Two individuals sitting together, viewing a smartphone.

Connecting Canadians

How a smartphone helps newcomers find meaningful connection

Jan 21, 2024

Kevine Langou arrived in Joliette, QC 18 months ago after seven years living in a refugee camp in Cameroon. Since then, the 23-year-old native of the Central African Republic has been busy adapting to a new country, a new culture and a new social circle. As he builds a new life, Langou’s smartphone has proven to be an indispensable companion.

Since arriving in Quebec in 2022 with his mother and two younger brothers, Langou carries his phone everywhere he goes. It’s an essential tool for establishing a new network of contacts, while also staying in touch with friends and family back in the Central African Republic and Cameroon.

Like many newcomers, Langou has faced many hurdles as he adapts to a new country: access to housing and credit, obtaining official documents, searching for a new job and pursuing studies. Fortunately, access to mobile connectivity wasn’t one of his concerns. Through the TELUS Mobility for Good® program for government-assisted refugees, Langou can build his life in Quebec with help from a free mobile device and a low-cost plan.

“I have access to my emails, and I can communicate with people all over the world. My phone is really useful for my studies and for (internet) searches,” explains the young student, who is currently enrolled in an adult education program at the Centre de formation de L’Envol in Joliette.

Langou’s phone is also an essential time management tool. “I use the alarm a lot. I can reach my goals with my studies and assess my performance.” With the calendar app, he never forgets an appointment, and the navigation app on his phone helps him to find his way around in his new environment. And like many Gen Zers around the world, Langou also likes taking photos with his phone, sharing them with his friends and family, near and far.

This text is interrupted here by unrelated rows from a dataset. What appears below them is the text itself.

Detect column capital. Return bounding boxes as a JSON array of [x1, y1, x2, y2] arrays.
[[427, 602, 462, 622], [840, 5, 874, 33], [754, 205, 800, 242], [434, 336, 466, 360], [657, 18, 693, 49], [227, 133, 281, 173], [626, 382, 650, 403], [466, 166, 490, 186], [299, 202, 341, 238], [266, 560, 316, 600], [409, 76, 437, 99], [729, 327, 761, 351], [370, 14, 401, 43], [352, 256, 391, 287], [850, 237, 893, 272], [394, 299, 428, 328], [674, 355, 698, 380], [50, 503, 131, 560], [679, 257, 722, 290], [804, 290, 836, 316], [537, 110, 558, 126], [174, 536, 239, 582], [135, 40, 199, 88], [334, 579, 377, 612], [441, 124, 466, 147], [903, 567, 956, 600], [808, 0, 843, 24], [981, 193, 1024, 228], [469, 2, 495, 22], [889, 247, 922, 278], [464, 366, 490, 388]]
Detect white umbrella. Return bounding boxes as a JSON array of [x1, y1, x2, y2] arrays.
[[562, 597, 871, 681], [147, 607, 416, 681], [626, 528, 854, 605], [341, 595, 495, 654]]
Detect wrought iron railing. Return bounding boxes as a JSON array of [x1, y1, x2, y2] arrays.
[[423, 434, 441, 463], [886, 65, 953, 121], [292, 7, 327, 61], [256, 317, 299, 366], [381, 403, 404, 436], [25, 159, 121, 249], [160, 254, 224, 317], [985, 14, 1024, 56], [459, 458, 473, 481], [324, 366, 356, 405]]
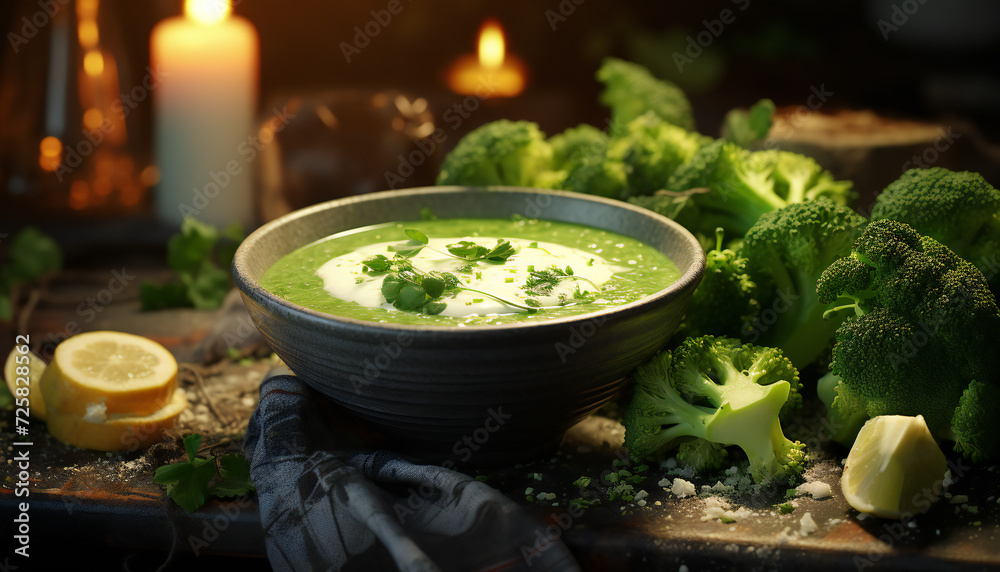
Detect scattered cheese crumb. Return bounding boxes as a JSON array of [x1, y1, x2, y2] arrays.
[[83, 403, 108, 423], [670, 479, 697, 498], [795, 481, 833, 499], [799, 512, 819, 536]]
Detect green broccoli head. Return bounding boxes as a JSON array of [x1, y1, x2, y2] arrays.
[[549, 125, 628, 199], [676, 439, 729, 473], [742, 198, 868, 368], [678, 227, 760, 338], [667, 139, 786, 239], [759, 149, 853, 205], [951, 377, 1000, 462], [872, 167, 1000, 292], [597, 58, 694, 131], [818, 219, 1000, 456], [608, 111, 712, 196], [622, 336, 805, 482], [437, 119, 553, 187]]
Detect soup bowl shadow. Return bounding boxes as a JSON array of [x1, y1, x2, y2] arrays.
[[233, 187, 705, 466]]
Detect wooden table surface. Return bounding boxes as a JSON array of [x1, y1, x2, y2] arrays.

Kevine Langou captures a “selfie” using his TELUS Mobility for Good program phone, connecting him with his family overseas.

Finding support through connection

Langou received his smartphone through the Lanaudière Regional Education Committee for International Development (CRÉDIL), a Joliette-based organization that welcomes new immigrants to the region, helping them establish their new lives and integrate into local communities. Since the program was launched in Quebec in 2022, CRÉDIL has collaborated with TELUS to ensure that government-assisted refugees who have recently arrived in the province can access the resources they need to succeed.

Nationwide, the TELUS program has provided support to over 3,600 refugees through partnerships with 15 different local resettlement agencies and organizations who support newcomers, including CRÉDIL. It’s part of TELUS’ broader social commitment to drive meaningful change.

The opportunity to offer newcomers an easy way to stay connected is appreciated by TELUS’ partner network.

“People arrive here, and two days later, they get their phone. They can quickly communicate with their friends and family, which clears up a lot of concerns. Having a phone also helps them to develop a social network here. New arrivals may be experiencing real emergencies in their early days here. Some are dealing with anxiety after being uprooted from their previous lives. Even a quick check-in on the phone can have a positive impact. It’s essential for them to be able to connect quickly with their contacts.” says Sylvain Thibault, Immigration Program Director at CRÉDIL.

According to the UN, 29% of refugee households have no phone at all, and those who do are 50% less likely than the general population to have a phone with an internet connection.

Unfamiliarity with mobile data can also contribute to the culture shock experienced by newcomers – adding to the importance of digital literacy in Canada, says Louis James, a refugee resettlement worker with the Central Vancouver Island Multicultural Society (CVIMS) in BC, and partner agency with TELUS Mobility for Good in the province.

“If you don’t speak the local language, sometimes you can still figure stuff out. But if you don’t have the means to scan a QR code on your phone or ability to send an email, that’s a huge barrier for clients of all ages,” James says.

“We don’t think about how technologically integrated we are as a country, and just how necessary it is to have an email to do simple things like pay online,” says James.

That’s why James appreciates that his clients can not only take advantage of TELUS Mobility for Good, but also access free TELUS Wise® digital literacy and safety workshops and resources. The program – especially TELUS Wise online basics – can help newcomers become more comfortable with using their new devices.

“Mobility for Good is a great program that provides an easy stepping stone. It takes us five minutes, not even, to order for a person, and it comes in a predictable amount of time. It gives our clients stability to be able to get themselves on their feet, find community and be able to put a phone number on their resume when they’re doing job applications – and all of those things make a huge difference,” James says.

Paying it forward

For Langou, one of his challenges – which he sees as more of a goal – is to make new friends in Quebec.

“It’s hard,” he says of the experience breaking through to a new social group. “But I’m confident I can do it. CRÉDIL offers lots of different activities, and having a smartphone helps me make connections.”

Langou is already branching out and actively meeting new people as an active volunteer. His own experiences integrating into Canadian life have inspired him to work with other newcomers after completing his studies.

“I’d like to work for an organization like CRÉDIL. They helped my family to get the documents we needed to stay here in Canada. They’ve also helped us to find a house, get established here and integrate with the community. I want to pay it forward to others, too.”